I've been writing since I was twelve, give or take, off and on. I only got serious about it in my twenties, when I started writing novels. In fact, I wrote four novels during my twenties that will never see the light of day. I call them my "experiments." My "million bad words." I wrote them, playing with the art form, figuring out for myself how to write a novel, how to craft a story and make characters rich. During those years, I also went to writers conferences, read books, and learned how to enrich my prose -- avoid cliches, trim wordy passages, "show" instead of "tell." Those were my years spent climbing the ladder. Paying my dues. (And those dues paid off in more ways than one - I now teach Creative Writing courses and pass along the invaluable wisdom I learned during those years to my students).
Now, I'm working toward the goal of publication. Three years ago, I wrote the first book of a series, then the second, then the third. And after querying widely last year, I got myself an agent! (*still pinching myself*).
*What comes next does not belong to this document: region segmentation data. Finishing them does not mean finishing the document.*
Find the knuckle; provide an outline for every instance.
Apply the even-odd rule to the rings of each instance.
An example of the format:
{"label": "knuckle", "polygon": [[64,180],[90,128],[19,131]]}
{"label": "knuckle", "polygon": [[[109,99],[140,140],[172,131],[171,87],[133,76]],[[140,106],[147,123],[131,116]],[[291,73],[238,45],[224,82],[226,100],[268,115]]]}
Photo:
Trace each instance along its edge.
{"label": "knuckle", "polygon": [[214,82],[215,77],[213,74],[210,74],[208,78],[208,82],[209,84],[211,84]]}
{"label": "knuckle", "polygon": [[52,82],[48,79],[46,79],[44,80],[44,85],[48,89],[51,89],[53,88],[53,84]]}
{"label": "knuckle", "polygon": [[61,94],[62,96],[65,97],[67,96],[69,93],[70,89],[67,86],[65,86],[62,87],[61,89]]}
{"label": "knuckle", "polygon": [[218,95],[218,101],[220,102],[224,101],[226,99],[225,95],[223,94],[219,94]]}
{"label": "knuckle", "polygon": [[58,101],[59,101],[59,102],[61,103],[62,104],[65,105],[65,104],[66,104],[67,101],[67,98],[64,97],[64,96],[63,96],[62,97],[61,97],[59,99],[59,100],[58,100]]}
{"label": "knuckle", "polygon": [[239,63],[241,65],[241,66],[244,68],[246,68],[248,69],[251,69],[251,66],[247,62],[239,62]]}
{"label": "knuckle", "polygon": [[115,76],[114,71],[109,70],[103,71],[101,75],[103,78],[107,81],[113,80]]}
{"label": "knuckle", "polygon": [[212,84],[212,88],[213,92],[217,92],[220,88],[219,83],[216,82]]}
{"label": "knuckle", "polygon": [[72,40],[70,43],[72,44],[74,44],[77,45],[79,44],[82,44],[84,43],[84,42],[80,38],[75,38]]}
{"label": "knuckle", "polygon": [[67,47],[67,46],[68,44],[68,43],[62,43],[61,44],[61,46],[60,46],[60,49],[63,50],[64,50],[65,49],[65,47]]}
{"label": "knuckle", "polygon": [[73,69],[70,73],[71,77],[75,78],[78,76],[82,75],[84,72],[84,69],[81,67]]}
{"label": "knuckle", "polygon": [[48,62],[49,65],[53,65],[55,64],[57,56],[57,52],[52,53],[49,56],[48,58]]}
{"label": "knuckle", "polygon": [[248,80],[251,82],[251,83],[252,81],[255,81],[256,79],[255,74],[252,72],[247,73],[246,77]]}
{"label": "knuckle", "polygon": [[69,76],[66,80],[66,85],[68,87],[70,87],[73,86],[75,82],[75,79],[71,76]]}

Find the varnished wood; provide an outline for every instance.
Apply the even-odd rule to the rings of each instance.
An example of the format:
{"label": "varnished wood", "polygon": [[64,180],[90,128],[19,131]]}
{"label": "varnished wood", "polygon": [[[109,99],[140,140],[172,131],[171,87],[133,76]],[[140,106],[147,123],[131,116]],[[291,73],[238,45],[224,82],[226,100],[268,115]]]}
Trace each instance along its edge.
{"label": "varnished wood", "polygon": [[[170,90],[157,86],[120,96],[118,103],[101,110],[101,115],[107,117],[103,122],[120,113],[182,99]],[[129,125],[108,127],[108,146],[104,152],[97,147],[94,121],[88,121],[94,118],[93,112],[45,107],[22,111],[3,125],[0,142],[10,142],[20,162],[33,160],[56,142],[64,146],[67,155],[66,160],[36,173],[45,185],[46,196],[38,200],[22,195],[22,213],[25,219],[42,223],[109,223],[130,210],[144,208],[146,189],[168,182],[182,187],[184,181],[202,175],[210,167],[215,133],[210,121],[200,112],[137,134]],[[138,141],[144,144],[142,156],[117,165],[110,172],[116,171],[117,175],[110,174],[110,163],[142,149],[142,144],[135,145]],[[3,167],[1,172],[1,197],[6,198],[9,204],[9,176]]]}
He's submitting the series to publishers now, and I'm crossing all my fingers and toes...and am still working while I wait. I'm revising Book 2 and Book 3, and hope to finish Book 4 this summer.
Just because it's taken me a long while to get where I am in this process doesn't mean that every writer's journey will be this way. But I wouldn't change a single minute of my journey, my years'-long apprenticeship. Because it's given me time. Time to study the Masters (reading, reading, reading), to attend writer's conferences and meet other writers online, to learn more about myself as a writer, to study and improve upon my craft -- and all of it makes me the writer I am today. Oh, I'm still learning. As I tell my students, no writer should ever stop learning, ever stop improving. But that's the beauty of this writing journey. It's fluid. I love the ebb and flow, the waxing and waning of it. And I can't wait to see where the tide will take me next!